Friday, September 17, 2021

Latest Posts

Does NASCAR Truly Need A Game 7 Moment?

By Brody Jones

There is an old addage that goes along the lines of “If it ain’t broke, don’t fix it.” However, if you’re NASCAR, that line of thinking does not apply as they are, yet again, pondering another change to their points system. They want to go from a system that has worked very well over the years to a 43-to-1 points system that seems to be concocted solely in a futile attempt to force a “Game 7 moment” in NASCAR to counter-act the dominance of Jimmie Johnson in the last half-decade. The big underlying problem with this line of thinking is that you cannot force Game 7 moments. They just magically happen. Take last year, for example. The Chase for the Cup had more drama last year than a Broadway production of “Hamlet”. There were three drivers in the final race within 46 points of the title. But, since Jimmie Johnson won his 5th consecutive championship, the forces behind the scenes want to make more nonsensical changes to the format.
Now change, at times, can be a good thing. But in the last six years of NASCAR, the landscape has changed so much that the hard-core fan-base that loyally backed the sport for years have become alienated and disillusioned with the product they once loved to the point that fans have departed in droves. First of all, many long-time fans have harbored a bitter grudge toward NASCAR for instituting the Chase format to keep viewers from departing during football season. The irony of that is, as much as NASCAR was made into a scapegoat for the play-off system, they actually took the idea from the then-USAR Pro Cup Series. Then the change to the COT, which altered the cars from actually remotely resembling stock cars into an unholy abonimation of a brick with wheels combined with the handling of your grandmother’s station wagon and a wing on the back that made the car not just aerodynamically unstable, but a total eyesore as well.

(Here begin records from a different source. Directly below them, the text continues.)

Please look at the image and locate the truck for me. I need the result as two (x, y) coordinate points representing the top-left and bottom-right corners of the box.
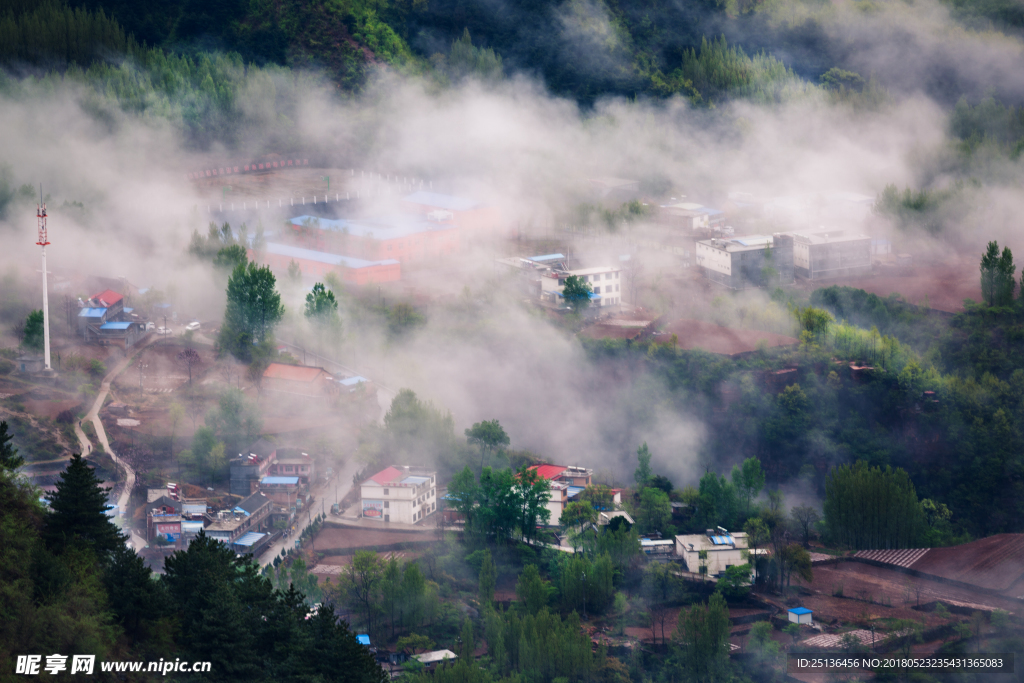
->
(331, 503), (340, 516)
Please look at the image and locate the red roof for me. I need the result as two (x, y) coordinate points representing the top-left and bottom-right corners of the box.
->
(91, 289), (123, 307)
(529, 464), (567, 480)
(368, 466), (403, 485)
(263, 363), (330, 383)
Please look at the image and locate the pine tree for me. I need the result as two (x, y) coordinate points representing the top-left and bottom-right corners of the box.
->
(981, 241), (1000, 306)
(0, 420), (23, 470)
(44, 453), (124, 558)
(478, 549), (496, 605)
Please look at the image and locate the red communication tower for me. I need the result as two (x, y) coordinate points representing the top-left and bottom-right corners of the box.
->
(37, 199), (48, 246)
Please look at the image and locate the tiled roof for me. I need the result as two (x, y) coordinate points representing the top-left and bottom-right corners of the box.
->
(369, 466), (403, 485)
(91, 289), (123, 307)
(529, 464), (567, 480)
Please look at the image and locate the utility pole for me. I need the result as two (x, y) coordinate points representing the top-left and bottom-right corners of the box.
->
(36, 186), (52, 372)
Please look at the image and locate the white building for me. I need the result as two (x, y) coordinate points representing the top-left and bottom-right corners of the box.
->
(527, 464), (594, 526)
(674, 528), (751, 576)
(694, 234), (794, 290)
(788, 229), (872, 280)
(360, 466), (438, 524)
(540, 266), (623, 308)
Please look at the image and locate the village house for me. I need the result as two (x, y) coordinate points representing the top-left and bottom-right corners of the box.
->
(695, 234), (795, 290)
(360, 465), (438, 524)
(205, 492), (273, 553)
(527, 464), (594, 526)
(540, 266), (623, 309)
(262, 363), (336, 398)
(674, 528), (754, 577)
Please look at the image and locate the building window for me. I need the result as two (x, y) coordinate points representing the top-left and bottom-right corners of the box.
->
(593, 286), (600, 294)
(615, 284), (620, 292)
(383, 489), (389, 495)
(615, 272), (620, 278)
(384, 501), (389, 508)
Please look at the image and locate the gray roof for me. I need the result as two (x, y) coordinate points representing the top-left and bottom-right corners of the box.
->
(236, 491), (271, 515)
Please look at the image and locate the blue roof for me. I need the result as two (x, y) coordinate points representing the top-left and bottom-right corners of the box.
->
(402, 191), (480, 211)
(696, 207), (724, 216)
(710, 535), (734, 545)
(122, 307), (134, 313)
(289, 214), (456, 241)
(100, 322), (133, 330)
(339, 376), (368, 386)
(261, 476), (299, 485)
(789, 607), (813, 615)
(233, 531), (266, 547)
(528, 253), (565, 262)
(567, 486), (585, 498)
(79, 307), (107, 317)
(402, 476), (429, 485)
(356, 634), (371, 646)
(265, 242), (399, 269)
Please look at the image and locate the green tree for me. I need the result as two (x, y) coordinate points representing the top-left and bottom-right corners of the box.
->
(637, 486), (671, 533)
(634, 442), (652, 487)
(562, 501), (598, 552)
(305, 282), (340, 327)
(343, 550), (385, 636)
(205, 388), (262, 459)
(561, 275), (592, 312)
(0, 420), (23, 470)
(580, 484), (614, 511)
(672, 592), (731, 683)
(981, 241), (999, 305)
(44, 453), (124, 559)
(743, 517), (770, 584)
(516, 564), (549, 615)
(465, 419), (510, 473)
(104, 542), (170, 645)
(823, 461), (924, 549)
(397, 633), (435, 655)
(715, 563), (752, 600)
(22, 310), (43, 351)
(219, 262), (285, 362)
(997, 245), (1017, 305)
(730, 457), (765, 517)
(478, 549), (497, 605)
(214, 244), (248, 271)
(780, 544), (812, 587)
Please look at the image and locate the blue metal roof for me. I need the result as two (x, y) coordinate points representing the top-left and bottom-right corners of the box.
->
(356, 634), (371, 646)
(402, 190), (480, 211)
(402, 476), (429, 485)
(261, 476), (299, 485)
(100, 322), (133, 330)
(789, 607), (813, 615)
(528, 253), (565, 262)
(233, 531), (266, 547)
(710, 535), (734, 545)
(79, 307), (107, 317)
(567, 486), (585, 498)
(265, 242), (399, 269)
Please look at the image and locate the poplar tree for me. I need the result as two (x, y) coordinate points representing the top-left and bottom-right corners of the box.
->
(823, 461), (925, 549)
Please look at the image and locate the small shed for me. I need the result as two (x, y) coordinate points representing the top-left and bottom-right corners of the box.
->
(788, 607), (813, 625)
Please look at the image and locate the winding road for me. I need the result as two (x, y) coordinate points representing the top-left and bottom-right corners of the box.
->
(73, 338), (158, 515)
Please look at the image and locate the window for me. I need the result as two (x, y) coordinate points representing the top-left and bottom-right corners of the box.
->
(384, 501), (389, 508)
(605, 273), (611, 280)
(615, 272), (620, 279)
(615, 284), (620, 292)
(383, 489), (389, 495)
(593, 286), (600, 294)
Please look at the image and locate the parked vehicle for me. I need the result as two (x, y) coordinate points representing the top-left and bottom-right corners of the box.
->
(331, 503), (340, 516)
(185, 321), (201, 331)
(156, 327), (172, 335)
(144, 322), (155, 331)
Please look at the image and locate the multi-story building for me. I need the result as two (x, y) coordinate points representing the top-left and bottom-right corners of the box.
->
(540, 266), (623, 309)
(695, 234), (794, 290)
(674, 528), (753, 577)
(788, 229), (872, 280)
(230, 439), (278, 497)
(360, 466), (438, 524)
(205, 492), (273, 553)
(527, 464), (594, 526)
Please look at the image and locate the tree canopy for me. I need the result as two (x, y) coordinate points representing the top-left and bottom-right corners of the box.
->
(219, 262), (285, 361)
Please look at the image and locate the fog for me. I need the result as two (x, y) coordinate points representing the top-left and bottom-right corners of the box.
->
(3, 2), (1024, 488)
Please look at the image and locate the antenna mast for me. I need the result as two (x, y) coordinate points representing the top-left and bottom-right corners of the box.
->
(37, 186), (51, 372)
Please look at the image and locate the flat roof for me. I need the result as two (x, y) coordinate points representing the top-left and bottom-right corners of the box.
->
(528, 253), (565, 262)
(401, 476), (430, 485)
(402, 191), (480, 211)
(79, 307), (107, 317)
(556, 266), (620, 276)
(265, 242), (399, 269)
(100, 322), (133, 330)
(698, 235), (774, 252)
(289, 214), (456, 241)
(233, 531), (267, 547)
(789, 230), (871, 245)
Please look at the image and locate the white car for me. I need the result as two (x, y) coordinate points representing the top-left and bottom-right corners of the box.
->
(144, 322), (155, 331)
(156, 326), (172, 335)
(185, 322), (201, 331)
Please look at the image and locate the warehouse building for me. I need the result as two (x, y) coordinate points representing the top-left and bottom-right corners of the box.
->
(694, 234), (794, 290)
(256, 242), (400, 286)
(400, 191), (501, 231)
(789, 229), (872, 280)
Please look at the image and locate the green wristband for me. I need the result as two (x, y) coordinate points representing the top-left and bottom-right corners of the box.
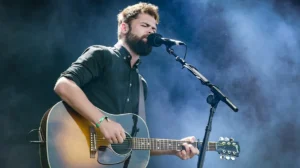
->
(96, 116), (108, 128)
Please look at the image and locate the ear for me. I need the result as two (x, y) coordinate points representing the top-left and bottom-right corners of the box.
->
(120, 22), (129, 34)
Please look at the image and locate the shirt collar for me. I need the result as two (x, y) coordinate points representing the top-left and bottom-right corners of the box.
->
(113, 44), (141, 68)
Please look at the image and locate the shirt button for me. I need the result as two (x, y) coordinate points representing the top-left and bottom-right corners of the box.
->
(127, 98), (130, 102)
(123, 57), (126, 59)
(129, 83), (132, 87)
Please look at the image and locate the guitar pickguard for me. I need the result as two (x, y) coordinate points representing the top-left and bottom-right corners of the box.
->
(97, 146), (131, 165)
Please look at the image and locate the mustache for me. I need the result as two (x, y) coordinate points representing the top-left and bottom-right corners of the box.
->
(141, 34), (149, 39)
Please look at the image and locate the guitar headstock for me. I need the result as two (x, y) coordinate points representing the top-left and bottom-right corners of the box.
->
(216, 137), (240, 160)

Of course the dominance of Jimmie Johnson has not helped the declining fan base either, as his vanilla personality and the fact that no one has ended his dominance as of yet have played a part in the ratings demise. But truthfully, is it really Jimmie’s fault that he’s just that good? Bland personality aside, the fact remains in the past five years, he has become something of an “unsinkable” commodity and has proven he is the best driver NASCAR has to offer. So what is the point of changing the points system around solely just to try and curb his dominance?

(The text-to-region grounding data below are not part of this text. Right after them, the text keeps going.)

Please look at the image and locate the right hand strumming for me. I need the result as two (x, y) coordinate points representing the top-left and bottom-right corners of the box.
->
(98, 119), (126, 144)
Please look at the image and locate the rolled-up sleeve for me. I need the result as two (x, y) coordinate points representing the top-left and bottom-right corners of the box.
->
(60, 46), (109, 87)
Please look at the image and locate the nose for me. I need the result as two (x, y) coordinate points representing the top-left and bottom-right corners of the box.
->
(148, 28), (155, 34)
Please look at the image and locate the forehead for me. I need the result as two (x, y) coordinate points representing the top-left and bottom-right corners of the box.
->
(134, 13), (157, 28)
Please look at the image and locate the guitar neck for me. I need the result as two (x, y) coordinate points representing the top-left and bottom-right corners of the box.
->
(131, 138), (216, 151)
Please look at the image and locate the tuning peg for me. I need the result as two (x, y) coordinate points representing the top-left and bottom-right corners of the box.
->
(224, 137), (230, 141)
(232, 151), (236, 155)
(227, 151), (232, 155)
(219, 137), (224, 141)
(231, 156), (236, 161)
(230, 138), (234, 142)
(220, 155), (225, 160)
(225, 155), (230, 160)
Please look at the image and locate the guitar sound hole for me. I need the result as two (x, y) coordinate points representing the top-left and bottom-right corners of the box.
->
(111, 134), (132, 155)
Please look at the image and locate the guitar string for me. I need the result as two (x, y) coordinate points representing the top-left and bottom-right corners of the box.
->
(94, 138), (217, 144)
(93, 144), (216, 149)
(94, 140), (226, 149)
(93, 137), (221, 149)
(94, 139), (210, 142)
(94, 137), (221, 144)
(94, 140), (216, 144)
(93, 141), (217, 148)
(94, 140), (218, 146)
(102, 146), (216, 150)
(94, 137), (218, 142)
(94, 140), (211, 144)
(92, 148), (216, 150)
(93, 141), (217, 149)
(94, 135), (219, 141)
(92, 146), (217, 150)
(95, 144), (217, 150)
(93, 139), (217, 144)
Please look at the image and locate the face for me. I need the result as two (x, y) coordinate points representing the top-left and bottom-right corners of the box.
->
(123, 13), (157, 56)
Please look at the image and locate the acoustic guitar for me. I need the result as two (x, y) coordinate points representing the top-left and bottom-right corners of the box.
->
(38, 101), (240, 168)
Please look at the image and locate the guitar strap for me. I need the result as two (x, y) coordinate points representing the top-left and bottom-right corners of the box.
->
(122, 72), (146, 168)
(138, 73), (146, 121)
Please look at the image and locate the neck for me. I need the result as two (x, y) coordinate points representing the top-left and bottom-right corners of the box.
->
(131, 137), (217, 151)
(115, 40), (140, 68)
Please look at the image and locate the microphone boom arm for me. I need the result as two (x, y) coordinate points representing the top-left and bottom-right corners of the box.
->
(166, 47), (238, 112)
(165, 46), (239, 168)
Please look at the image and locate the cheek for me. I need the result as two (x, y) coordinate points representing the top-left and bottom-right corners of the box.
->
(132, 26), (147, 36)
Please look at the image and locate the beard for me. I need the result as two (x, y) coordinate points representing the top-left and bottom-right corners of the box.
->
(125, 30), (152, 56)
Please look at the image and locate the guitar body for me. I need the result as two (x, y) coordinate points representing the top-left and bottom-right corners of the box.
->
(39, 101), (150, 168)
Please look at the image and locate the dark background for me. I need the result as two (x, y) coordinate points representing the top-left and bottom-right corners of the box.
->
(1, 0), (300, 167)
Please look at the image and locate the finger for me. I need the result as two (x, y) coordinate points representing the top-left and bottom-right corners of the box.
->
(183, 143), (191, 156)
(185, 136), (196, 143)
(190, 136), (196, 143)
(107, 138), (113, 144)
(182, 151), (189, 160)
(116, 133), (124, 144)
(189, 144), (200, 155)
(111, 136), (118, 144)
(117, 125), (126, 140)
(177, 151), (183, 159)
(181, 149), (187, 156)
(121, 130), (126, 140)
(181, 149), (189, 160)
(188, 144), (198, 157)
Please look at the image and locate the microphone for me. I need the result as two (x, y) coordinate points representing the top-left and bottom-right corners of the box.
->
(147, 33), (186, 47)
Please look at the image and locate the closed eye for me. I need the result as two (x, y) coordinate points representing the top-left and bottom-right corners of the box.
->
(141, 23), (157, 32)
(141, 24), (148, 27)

NASCAR has made a few minor changes here and there to the point system devised by former NASCAR PR director, the late Bob Latford. The system, instituted in 1975 was largely consistency-based with 5 bonus points for leading a lap and 5 more for leading the most laps. A few years back, the points system was tweaked after Matt Kenseth only won one race en route to a Chase Championship to place more emphasis on winning races. That points system had worked, for the most part, fairly well and really did not need any tweaking. But NASCAR, apparently feeling as though they needed to “spice things up”, has decided to go with a 43-to-1 point system, awarding a driver 43 points for a win and working down to one point for 43rd position, which would most likely go to an independent, or start-and-park team, depending on your point of view.
As stated earlier in this column, Brian France and Mike Helton want to desperately manufacture their own “Game 7 moments”. But those moments can’t be manufactured like a phantom debris caution, so it seems Mr. France and Mr. Helton are missing the point. You can’t make every Super Bowl a thriller. You can’t force a World Series to go to Game 7 every year. Those moments, when they do happen, are made all the more special because they are not the norm. If they become the norm in the world of NASCAR, initially fans will be appeased, but then, much like the last few years, the boredom and apathy that plagues this sport like a virus will set in again and then what do you do?

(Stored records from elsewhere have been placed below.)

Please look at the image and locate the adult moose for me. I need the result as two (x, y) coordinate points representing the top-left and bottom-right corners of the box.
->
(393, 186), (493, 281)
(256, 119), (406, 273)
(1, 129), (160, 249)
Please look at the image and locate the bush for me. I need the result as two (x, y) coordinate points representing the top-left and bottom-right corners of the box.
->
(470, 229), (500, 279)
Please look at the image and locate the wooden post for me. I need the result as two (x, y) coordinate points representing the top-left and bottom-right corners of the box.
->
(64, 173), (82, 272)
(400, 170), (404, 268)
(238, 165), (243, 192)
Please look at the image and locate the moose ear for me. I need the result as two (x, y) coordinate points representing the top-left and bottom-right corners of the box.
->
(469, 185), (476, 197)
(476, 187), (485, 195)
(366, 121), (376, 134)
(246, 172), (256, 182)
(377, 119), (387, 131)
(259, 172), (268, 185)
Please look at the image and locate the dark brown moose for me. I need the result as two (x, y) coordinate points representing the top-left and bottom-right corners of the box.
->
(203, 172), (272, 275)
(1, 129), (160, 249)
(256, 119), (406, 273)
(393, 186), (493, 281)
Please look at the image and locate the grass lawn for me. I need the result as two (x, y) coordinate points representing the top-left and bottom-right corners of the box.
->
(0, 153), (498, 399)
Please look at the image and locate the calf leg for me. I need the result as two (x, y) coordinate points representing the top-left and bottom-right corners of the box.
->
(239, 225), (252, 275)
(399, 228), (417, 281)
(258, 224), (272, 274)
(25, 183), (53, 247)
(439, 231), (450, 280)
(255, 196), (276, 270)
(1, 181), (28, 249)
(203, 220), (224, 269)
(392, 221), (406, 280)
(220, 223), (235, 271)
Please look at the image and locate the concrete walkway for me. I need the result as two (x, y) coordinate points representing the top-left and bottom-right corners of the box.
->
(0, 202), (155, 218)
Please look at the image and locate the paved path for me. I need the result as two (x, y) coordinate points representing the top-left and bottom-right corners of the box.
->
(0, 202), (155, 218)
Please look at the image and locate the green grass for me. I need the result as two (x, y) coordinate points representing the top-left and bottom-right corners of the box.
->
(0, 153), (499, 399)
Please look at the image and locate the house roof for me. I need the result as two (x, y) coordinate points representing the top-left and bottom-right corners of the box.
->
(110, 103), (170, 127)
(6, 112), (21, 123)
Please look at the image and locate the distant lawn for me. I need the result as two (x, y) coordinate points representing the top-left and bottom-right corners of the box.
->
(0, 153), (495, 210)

In closing, NASCAR is only exacerbating their glaring problems by trying to force their own moments. People eventually will catch on that the great championship races in NASCAR are as pre-determined as professional wrestling, which only further accelerates the downward spiral the series has had in terms of fan viewership. And besides, who’s to say that someone won’t figure out a new way to beat the system and win on consistency again instead of the most races as, playing the devil’s advocate here, it is mathematically possible to win all of the first 35 races and still lose the championship. It’s improbable that would ever happen, but that potential is there. If NASCAR truly wants to create that “Game 7 moment”, why not do an elimination format in the Chase where whoever is last in points in the Chase after each race is eliminated to truly let the best three duke it out for the championship at Homestead each year? Not only would NASCAR fans rally behind the idea, but casual fans who seem drawn to reality shows like “Survivor” would be intrigued as well. But unfortunately, this idea has not been accepted and until then? One can only dream.